Luckily, for some reason, this moong dal and baked sourdough pakoras turned out surprisingly well. The moong dal was awesome - super hearty, healthy, protein-packed and full of flavour. The pakoras were indeed a healthy version of the traditionally deep-fried appetizer and street food, but I was surprised at how easy it was to make! Both of these enticing dishes were brought together with raita, a cucumber and yogurt sauce which I sadly can’t take any credit for!
MOONG DAL AND BAKED SOURDOUGH PAKORAS - serves 4 - 6
Moong dal
2 cups split yellow mung beans
3 tbsp ghee
1/2 white onion
7 garlic cloves
2” knob of ginger, peeled
2 tbsp turmeric
1 1/2 tbsp garam masala
1/2 tsp ground chili powder
3/4 tsp ground cumin
1 tbsp kasoor methi (dried fenugreek leaves)
1 hot house tomato, diced
4 cups vegetable stock
1 cup water
1 tsp kosher salt
freshly ground pepper, as needed
1 bay leaf
Pakoras
1 small head broccoli, stems included, ends trimmed
2 small carrots, peeled
1/8 white onion
1 tbsp garam masala
1 cup chickpea flour
2/3 cup sourdough discard
1/4 cup fresh cilantro, roughly chopped
flaked sea salt, for finishing
1/8 cup vegetable oil (spray works as well)
For the moong dal:
Soak the mung beans overnight in water. When ready to use, drain and set aside.
In a food processor, place the ginger, garlic and onion and blitz until finely chopped and almost paste-like.
Melt the ghee in a medium-sized pot over medium-high heat. Once hot, add in the spices (garam masala, chili powder, cumin, turmeric) and temper for 3 minutes. (Also, just read that tempering for a dal is best to do at the end in a separate pan, then combine - oops!).
Add in the ginger garlic onion paste to the pan and stir to thoroughly incorporate with the tempered spices. Cook for 2 minutes to allow for the ingredients to sauté.
Add in the tomatoes, bay leaf, and fenugreek. Pour in the vegetable stock and season with salt and pepper. My stock is quite seasoned so I go pretty light on the salt. Add up to 1 cup of water if you prefer a looser dal.

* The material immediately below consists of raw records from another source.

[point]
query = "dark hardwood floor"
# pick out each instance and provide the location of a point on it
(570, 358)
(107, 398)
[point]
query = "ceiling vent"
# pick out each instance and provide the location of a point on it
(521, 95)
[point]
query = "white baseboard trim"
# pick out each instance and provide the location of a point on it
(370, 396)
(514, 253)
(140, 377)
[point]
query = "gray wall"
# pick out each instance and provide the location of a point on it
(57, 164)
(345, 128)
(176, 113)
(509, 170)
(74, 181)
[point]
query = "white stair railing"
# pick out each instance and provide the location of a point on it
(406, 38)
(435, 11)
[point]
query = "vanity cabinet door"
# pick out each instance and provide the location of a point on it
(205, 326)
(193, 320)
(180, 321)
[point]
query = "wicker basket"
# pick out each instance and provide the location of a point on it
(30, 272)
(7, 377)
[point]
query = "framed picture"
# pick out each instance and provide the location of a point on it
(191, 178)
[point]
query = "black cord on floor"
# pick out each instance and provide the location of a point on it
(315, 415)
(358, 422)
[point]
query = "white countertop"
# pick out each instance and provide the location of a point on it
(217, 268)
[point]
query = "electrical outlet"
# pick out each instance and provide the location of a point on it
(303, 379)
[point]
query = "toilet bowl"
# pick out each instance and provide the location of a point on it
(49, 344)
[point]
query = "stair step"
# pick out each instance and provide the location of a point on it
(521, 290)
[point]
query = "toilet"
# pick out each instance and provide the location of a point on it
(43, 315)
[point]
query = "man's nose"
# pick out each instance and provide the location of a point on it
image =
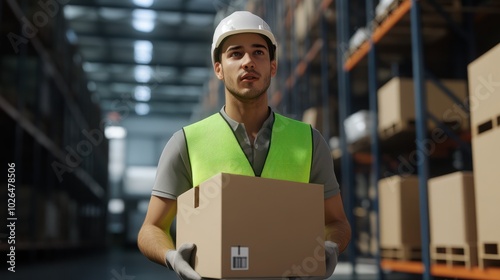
(248, 62)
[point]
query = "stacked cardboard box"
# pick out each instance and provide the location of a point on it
(452, 216)
(396, 102)
(484, 95)
(399, 218)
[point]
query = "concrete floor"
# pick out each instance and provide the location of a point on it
(130, 264)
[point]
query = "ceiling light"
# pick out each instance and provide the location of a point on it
(115, 132)
(144, 3)
(142, 93)
(143, 51)
(142, 109)
(143, 20)
(116, 206)
(142, 73)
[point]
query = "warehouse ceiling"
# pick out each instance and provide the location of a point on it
(150, 56)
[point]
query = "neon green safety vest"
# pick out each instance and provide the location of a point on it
(213, 148)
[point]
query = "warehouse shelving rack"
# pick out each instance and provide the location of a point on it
(369, 49)
(45, 111)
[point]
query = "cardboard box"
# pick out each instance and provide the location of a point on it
(484, 89)
(396, 101)
(452, 215)
(251, 227)
(399, 213)
(452, 209)
(485, 155)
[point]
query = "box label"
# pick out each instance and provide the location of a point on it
(239, 258)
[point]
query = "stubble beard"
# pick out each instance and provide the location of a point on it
(248, 95)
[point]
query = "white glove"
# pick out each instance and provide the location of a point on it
(182, 261)
(331, 257)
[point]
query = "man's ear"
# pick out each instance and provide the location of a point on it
(274, 68)
(218, 70)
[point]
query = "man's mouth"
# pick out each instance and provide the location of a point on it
(249, 77)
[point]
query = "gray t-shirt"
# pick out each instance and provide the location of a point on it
(173, 176)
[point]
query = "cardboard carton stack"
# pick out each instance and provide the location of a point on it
(484, 95)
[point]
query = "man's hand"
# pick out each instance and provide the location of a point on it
(331, 257)
(182, 261)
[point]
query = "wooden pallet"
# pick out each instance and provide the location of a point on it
(396, 128)
(387, 12)
(451, 255)
(403, 253)
(489, 255)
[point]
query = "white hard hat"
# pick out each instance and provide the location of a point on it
(241, 22)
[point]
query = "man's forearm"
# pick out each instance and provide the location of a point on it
(340, 233)
(154, 243)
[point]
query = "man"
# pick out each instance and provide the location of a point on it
(244, 58)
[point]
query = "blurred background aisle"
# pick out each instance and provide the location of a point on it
(404, 92)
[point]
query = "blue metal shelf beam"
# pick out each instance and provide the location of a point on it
(421, 128)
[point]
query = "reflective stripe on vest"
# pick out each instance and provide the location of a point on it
(213, 148)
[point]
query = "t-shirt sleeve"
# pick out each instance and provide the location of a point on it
(322, 171)
(173, 175)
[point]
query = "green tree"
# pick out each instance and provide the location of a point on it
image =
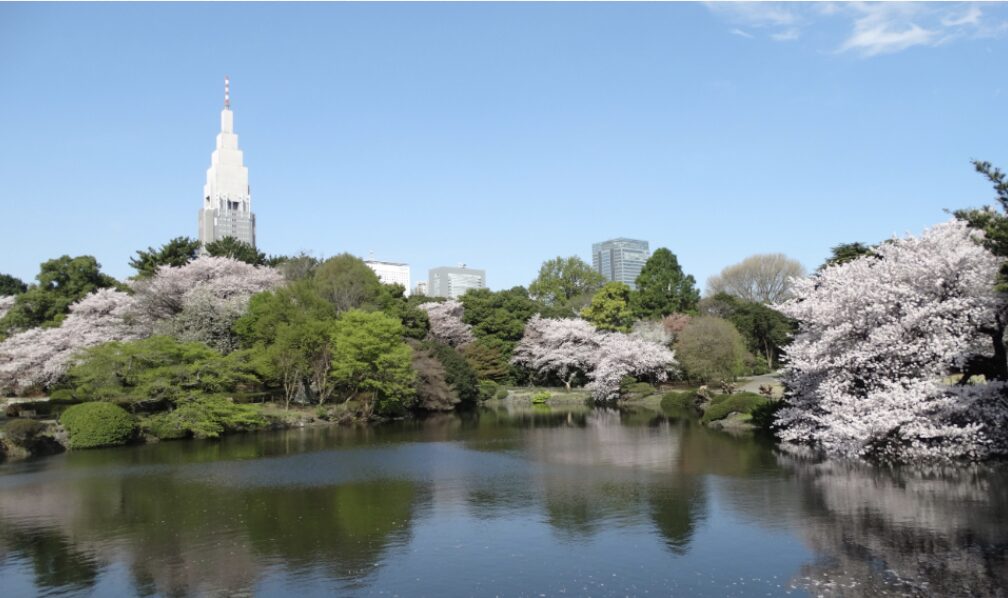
(846, 252)
(765, 330)
(711, 349)
(176, 252)
(61, 281)
(662, 288)
(500, 315)
(155, 371)
(371, 362)
(993, 223)
(610, 308)
(235, 249)
(348, 283)
(11, 285)
(486, 357)
(565, 283)
(295, 303)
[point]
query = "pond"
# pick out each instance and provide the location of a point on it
(570, 501)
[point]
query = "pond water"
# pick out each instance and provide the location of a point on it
(501, 502)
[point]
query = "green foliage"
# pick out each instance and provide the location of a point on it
(176, 252)
(711, 349)
(348, 283)
(393, 302)
(565, 283)
(235, 249)
(765, 414)
(61, 281)
(488, 389)
(499, 318)
(610, 308)
(636, 390)
(206, 416)
(11, 285)
(433, 393)
(662, 288)
(156, 370)
(765, 330)
(94, 425)
(846, 252)
(741, 402)
(486, 357)
(993, 223)
(294, 267)
(540, 396)
(297, 302)
(682, 400)
(23, 433)
(371, 361)
(458, 373)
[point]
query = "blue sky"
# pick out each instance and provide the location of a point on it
(498, 135)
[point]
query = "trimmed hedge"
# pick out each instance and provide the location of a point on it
(93, 425)
(23, 433)
(742, 402)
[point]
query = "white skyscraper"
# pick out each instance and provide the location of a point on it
(227, 200)
(391, 272)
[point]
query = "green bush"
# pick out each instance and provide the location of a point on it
(206, 416)
(488, 389)
(94, 425)
(678, 400)
(638, 390)
(23, 432)
(764, 414)
(742, 402)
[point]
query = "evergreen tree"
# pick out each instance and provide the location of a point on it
(663, 288)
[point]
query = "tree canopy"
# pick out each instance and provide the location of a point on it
(176, 252)
(565, 283)
(610, 308)
(235, 249)
(764, 278)
(662, 287)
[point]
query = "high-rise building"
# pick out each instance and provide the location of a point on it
(620, 259)
(454, 282)
(390, 272)
(227, 200)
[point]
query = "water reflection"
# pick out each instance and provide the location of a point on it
(508, 501)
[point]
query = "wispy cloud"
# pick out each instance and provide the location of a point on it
(867, 29)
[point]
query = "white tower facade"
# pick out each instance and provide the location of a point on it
(227, 199)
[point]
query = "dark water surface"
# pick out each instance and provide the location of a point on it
(546, 502)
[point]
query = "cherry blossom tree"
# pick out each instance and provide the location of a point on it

Bring the dal to a boil and then reduce the heat to low. Cover and cook for 20 - 25 minutes or until thickened. Serve with white basmati rice and raita.
For the pakoras:
In a food processor, chop the broccoli, carrot and onion until it is cut into shreds or small pieces. I chopped mine separately and transferred to a bowl and mixed them altogether.
Add the garam masala, chick pea flour, cilantro and sourdough discard and let the mixture sit for 10 minutes as the vegetables may release more liquid.
During this time, preheat your oven to 425F and line two baking sheets with parchment paper. Brush the parchment paper with oil. Set aside.
With a cookie or icecream scoop, form the pakora mixture into balls and place on the cookie sheet 1/2” apart. I like to flatten mine slightly to ensure both sides are crispy.
Once all of the batter is finished, spray or lightly brush the tops of each pakora with the remaining oil. Bake for 20 - 25 minutes. Sprinkle with flaked sea salt once they come out of the oven and serve with raita.